A alienação parental é o outro lado da moeda do abandono afetivo, que é a irresponsabilidade de quem tem o dever de cuidado com a criança/adolescente. Na alienação parental, a convivência se vê obstaculizada por ação/omissão/negligência do alienador, com implantação de falsas memórias, repudiando e afastando do convívio familiar o outro genitor não detentor de guarda. Nesse sentido, a guarda compartilhada funciona como um antídoto da alienação parental.

Na alienação parental, o filho é deslocado do lugar de sujeito de direito e desejo e passa a ser objeto de desejo e satisfação do desejo de vingança do outro genitor. É, portanto, a objetificação do sujeito para transformá-lo em veículo de ódio, que tem sua principal fonte em uma relação conjugal mal resolvida. Em outras palavras, e sintetizando a causa e raiz da maioria das alienações parentais: não quis ficar comigo, vai comer o pão que o diabo amassou.

A alienação é uma forma de violência e abuso contra a criança/adolescente. As provas nem sempre são simples. Na maioria das vezes, é feita por perícia, mas é possível, também, que cartas, bilhetes, e-mails, redes sociais em geral e testemunhas comprovem essa perversidade.
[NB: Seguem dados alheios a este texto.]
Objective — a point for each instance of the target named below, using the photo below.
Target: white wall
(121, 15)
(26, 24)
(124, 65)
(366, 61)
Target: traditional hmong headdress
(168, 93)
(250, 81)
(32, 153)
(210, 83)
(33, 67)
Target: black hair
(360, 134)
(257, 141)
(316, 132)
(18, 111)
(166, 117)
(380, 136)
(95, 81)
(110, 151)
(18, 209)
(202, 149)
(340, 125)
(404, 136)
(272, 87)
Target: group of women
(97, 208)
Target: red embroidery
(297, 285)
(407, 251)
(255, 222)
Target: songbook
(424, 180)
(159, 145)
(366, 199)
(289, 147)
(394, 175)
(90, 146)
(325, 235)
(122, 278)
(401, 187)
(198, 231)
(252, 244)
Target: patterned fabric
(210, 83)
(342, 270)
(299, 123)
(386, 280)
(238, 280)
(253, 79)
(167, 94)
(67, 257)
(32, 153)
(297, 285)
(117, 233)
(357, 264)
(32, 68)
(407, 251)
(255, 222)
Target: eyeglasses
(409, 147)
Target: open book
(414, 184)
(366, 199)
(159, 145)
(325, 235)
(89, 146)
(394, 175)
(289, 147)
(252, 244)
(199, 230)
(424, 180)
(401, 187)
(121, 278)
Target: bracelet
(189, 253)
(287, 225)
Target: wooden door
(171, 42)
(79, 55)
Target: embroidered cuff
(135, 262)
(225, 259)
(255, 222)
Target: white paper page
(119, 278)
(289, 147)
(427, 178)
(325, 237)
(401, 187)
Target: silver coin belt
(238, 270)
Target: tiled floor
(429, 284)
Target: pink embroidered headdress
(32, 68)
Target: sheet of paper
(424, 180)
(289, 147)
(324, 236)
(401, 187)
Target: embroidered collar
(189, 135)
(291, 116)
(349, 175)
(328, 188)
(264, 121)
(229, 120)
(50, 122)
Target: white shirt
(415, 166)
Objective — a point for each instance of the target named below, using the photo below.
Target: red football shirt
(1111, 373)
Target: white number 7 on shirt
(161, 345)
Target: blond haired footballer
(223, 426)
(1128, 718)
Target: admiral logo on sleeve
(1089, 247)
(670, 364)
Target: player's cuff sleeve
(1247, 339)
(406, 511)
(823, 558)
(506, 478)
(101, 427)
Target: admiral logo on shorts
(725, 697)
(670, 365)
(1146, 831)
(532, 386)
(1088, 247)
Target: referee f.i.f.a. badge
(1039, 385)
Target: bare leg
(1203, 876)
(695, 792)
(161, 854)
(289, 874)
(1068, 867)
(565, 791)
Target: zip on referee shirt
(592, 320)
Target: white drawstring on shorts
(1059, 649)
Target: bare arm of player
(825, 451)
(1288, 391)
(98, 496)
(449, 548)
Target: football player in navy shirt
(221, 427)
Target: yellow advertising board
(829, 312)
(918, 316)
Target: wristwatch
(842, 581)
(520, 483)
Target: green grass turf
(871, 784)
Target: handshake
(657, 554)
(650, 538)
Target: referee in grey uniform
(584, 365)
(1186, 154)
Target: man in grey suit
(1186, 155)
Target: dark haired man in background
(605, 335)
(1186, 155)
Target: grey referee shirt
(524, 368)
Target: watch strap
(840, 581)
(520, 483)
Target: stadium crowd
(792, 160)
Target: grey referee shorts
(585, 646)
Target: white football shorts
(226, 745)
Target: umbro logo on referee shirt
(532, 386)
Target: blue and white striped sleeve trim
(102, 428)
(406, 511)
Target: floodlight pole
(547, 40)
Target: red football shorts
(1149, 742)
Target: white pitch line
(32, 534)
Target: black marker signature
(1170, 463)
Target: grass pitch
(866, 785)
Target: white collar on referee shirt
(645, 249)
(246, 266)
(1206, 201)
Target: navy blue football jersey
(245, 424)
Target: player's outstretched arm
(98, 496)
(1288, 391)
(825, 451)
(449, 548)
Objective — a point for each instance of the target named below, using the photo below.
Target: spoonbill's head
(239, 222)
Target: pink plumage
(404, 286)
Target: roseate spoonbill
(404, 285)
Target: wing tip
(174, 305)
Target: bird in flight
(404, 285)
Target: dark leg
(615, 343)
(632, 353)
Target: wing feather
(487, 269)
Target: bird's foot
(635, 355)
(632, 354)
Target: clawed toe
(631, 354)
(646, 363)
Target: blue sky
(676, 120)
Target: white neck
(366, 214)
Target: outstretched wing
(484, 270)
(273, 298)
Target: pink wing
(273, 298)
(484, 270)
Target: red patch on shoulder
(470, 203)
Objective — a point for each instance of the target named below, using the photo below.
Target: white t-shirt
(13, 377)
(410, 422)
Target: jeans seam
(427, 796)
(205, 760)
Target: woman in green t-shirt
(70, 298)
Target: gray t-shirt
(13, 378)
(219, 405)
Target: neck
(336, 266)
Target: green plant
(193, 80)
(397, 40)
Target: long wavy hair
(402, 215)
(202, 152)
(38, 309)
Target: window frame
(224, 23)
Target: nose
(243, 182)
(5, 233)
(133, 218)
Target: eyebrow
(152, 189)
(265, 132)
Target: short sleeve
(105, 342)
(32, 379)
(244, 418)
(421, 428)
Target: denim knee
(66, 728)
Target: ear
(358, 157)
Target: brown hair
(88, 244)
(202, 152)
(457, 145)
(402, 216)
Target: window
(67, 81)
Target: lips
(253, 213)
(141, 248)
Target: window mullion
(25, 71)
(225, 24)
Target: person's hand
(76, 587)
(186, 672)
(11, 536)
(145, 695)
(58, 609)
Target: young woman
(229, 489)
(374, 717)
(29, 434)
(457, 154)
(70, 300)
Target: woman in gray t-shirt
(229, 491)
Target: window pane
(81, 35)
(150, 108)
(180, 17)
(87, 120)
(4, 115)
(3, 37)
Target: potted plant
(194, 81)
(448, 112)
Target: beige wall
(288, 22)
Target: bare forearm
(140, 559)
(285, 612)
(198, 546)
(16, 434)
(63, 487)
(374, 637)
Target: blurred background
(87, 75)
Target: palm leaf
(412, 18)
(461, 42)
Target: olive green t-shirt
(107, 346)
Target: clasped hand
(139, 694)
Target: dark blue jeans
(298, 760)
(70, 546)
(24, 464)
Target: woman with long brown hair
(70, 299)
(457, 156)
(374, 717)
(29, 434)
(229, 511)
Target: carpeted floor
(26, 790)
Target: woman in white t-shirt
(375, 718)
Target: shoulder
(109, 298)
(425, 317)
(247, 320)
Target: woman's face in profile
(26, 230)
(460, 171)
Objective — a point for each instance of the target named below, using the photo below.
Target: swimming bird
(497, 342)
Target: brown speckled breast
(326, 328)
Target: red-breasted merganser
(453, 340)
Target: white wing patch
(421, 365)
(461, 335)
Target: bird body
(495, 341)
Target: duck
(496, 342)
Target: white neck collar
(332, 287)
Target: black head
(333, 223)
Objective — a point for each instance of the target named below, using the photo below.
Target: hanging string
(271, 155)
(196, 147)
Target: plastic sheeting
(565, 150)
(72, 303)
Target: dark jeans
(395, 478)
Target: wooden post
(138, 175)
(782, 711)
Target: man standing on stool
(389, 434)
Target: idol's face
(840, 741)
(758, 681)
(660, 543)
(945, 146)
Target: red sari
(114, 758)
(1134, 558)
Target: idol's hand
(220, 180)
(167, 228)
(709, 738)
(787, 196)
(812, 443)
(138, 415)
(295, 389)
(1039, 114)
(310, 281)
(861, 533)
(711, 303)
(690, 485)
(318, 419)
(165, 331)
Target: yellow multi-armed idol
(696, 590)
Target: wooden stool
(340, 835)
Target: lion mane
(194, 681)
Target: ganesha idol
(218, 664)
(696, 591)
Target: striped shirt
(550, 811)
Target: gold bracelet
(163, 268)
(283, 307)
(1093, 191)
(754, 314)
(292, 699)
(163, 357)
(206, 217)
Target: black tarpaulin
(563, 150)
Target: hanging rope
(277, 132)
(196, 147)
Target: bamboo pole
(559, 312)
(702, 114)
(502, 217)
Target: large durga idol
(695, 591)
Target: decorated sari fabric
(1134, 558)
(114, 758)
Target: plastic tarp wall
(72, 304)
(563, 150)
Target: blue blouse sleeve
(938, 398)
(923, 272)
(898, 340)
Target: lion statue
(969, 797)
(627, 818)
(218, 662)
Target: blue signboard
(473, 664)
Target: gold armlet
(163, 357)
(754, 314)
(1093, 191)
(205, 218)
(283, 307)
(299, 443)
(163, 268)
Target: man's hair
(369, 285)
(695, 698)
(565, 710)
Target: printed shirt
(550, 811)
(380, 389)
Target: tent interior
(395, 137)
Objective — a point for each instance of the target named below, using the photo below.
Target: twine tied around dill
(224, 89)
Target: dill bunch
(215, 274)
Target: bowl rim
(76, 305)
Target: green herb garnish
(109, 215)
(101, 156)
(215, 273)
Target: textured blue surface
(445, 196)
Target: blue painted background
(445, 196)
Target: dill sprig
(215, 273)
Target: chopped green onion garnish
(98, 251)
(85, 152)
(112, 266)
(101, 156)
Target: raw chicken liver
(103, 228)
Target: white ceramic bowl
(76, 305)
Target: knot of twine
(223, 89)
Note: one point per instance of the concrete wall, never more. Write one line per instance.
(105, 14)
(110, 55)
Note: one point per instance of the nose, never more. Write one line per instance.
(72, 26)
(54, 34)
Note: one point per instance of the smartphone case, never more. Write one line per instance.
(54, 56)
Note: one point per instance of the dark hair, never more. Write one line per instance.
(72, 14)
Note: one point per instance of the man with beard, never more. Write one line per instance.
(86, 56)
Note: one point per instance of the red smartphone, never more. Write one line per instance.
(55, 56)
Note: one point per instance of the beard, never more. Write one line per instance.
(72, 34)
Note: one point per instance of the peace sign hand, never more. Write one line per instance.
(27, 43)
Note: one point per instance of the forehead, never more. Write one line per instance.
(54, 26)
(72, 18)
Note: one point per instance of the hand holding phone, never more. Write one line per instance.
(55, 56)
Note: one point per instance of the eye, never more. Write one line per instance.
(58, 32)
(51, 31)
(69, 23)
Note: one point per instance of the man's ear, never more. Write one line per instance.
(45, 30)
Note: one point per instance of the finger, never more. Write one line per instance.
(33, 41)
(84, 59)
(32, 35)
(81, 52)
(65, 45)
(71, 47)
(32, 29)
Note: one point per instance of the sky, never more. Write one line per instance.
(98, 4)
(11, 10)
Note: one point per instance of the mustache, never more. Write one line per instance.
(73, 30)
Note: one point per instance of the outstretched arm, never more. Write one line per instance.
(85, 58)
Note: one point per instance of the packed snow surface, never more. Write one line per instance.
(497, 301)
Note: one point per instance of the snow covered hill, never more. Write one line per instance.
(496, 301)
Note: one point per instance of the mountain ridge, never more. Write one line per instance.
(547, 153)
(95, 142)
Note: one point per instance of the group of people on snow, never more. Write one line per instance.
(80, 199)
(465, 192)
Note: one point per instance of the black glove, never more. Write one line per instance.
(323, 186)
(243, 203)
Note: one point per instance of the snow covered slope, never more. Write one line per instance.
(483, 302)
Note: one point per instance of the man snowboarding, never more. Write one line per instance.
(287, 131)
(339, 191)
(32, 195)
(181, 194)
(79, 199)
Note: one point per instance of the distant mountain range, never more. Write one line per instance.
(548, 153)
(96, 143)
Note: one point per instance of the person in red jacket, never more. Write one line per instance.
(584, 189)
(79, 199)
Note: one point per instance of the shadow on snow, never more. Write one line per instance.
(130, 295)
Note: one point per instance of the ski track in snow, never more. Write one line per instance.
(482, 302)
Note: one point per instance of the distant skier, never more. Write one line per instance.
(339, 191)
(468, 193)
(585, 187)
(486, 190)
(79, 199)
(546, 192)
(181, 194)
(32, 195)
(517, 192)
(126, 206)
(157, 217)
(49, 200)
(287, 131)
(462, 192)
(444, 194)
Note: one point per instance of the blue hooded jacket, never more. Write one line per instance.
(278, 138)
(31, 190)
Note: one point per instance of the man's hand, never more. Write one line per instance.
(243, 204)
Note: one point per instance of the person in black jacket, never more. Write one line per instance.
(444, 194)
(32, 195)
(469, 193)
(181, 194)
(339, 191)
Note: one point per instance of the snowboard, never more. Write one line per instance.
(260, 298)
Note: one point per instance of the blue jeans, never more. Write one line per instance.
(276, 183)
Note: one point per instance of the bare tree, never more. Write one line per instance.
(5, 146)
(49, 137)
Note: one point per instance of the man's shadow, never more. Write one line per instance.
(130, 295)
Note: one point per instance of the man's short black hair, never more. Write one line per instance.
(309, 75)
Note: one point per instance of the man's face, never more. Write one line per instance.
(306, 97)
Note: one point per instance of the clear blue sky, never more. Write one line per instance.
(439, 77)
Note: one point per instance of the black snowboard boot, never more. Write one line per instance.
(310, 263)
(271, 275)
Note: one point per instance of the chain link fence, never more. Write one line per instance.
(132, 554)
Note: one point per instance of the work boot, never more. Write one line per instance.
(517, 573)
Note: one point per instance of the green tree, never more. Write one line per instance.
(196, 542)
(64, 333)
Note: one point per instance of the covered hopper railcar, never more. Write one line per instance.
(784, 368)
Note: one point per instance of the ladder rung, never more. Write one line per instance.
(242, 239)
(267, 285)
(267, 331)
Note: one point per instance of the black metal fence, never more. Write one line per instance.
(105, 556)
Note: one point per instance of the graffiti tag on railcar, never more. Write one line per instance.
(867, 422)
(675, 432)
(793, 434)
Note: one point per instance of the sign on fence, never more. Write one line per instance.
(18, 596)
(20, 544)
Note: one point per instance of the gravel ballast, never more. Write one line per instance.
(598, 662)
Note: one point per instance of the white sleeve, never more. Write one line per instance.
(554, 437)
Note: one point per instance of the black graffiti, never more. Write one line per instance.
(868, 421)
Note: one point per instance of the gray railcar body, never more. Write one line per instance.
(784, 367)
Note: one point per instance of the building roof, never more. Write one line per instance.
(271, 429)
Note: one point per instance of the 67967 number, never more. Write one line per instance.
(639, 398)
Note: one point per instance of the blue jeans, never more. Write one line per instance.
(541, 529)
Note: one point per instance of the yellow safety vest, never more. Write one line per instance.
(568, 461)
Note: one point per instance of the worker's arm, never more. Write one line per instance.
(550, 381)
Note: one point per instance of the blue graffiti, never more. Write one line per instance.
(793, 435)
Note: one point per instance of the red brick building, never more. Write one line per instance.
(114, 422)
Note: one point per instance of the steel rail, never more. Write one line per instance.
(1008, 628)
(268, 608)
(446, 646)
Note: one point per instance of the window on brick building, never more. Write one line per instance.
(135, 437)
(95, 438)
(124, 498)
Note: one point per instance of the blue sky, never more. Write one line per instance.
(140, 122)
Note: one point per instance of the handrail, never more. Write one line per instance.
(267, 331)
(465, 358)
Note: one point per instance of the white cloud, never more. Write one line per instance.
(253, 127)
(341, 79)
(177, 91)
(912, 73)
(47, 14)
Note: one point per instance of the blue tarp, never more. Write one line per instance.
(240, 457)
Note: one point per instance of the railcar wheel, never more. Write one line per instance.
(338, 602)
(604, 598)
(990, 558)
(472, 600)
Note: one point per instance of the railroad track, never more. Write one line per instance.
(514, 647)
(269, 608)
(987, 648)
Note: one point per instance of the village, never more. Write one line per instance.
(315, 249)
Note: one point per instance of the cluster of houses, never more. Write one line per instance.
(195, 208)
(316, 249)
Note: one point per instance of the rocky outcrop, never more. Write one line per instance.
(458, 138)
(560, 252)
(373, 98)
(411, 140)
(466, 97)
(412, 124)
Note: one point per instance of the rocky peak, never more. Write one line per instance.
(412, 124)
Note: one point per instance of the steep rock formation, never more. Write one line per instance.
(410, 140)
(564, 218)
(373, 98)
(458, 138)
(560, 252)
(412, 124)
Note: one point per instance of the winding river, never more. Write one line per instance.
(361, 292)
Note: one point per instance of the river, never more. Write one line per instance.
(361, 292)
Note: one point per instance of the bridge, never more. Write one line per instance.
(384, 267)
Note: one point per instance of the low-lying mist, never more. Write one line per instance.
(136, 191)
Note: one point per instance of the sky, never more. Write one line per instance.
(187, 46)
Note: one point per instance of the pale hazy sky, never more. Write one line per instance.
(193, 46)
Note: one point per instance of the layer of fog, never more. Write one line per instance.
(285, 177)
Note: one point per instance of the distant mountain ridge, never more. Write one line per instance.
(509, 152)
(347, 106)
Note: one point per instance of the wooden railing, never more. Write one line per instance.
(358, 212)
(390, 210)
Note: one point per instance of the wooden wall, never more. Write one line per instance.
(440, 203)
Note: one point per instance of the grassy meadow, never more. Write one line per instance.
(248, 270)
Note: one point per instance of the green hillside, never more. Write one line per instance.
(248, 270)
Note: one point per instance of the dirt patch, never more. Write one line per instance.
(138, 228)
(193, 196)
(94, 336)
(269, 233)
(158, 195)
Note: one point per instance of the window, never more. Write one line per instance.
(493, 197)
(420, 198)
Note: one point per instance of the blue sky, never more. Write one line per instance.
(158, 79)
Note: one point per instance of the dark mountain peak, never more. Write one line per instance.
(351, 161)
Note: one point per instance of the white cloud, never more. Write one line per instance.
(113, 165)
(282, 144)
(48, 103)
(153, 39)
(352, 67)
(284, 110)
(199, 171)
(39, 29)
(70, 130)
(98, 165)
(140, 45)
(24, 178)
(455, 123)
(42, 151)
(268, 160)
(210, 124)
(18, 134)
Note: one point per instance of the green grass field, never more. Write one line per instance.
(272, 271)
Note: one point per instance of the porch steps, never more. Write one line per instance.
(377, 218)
O CPC-2015 absorveu a importância desse novo instituto jurídico e referiu-se a ele em um artigo especifico: “Quando o processo envolver discussão sobre o fato relacionado a abuso ou a alienação parental, o juiz, ao tomar o depoimento do incapaz, deverá estar acompanhado por especialista” (artigo 699). O problema é que há poucos especialistas no Brasil, e essa é uma das questões práticas a ser enfrentada pelo bem intencionado CPC. Os tribunais ainda não estão suficientemente aparelhados com esses novos profissionais, que, aliás, é um novo campo de trabalho, um novo mercado profissional em formação.

A lei da alienação parental, assim como a Lei Maria da Penha, é uma lei que pegou, isto é, já caiu no conhecimento do povo, inclusive, graças a divulgação via internet. Assim, ela já produz também, para além de um efeito prático de punição ao alienador e contenção da prática de atos de alienação parental, um efeito psicológico e simbólico, pois todo pai/mãe a partir do conhecimento dessa lei, e já tendo absorvido o seu conceito, está sempre atento, e aos primeiros sinais já acende o alerta para sua evitação. Além disso, a esperança de combate à alienação parental fica maior, na medida em que o CPC-2015 deu destaque especial à essa prática abusiva dos direitos das crianças/adolescentes, bem como a Recomendação 32 do CNMP, que, espera-se, seja realmente efetivada como política pública fundamental do Ministério Público, que finalmente reconhece o seu papel fundamental na efetivação e prática da proteção aos vulneráveis.

Rodrigo da Cunha Pereira é advogado e presidente nacional do Instituto Brasileiro de Direito de Família (IBDFAM), mestre (UFMG) e doutor (UFPR) em Direito Civil e autor de livros sobre Direito de Família e Psicanálise.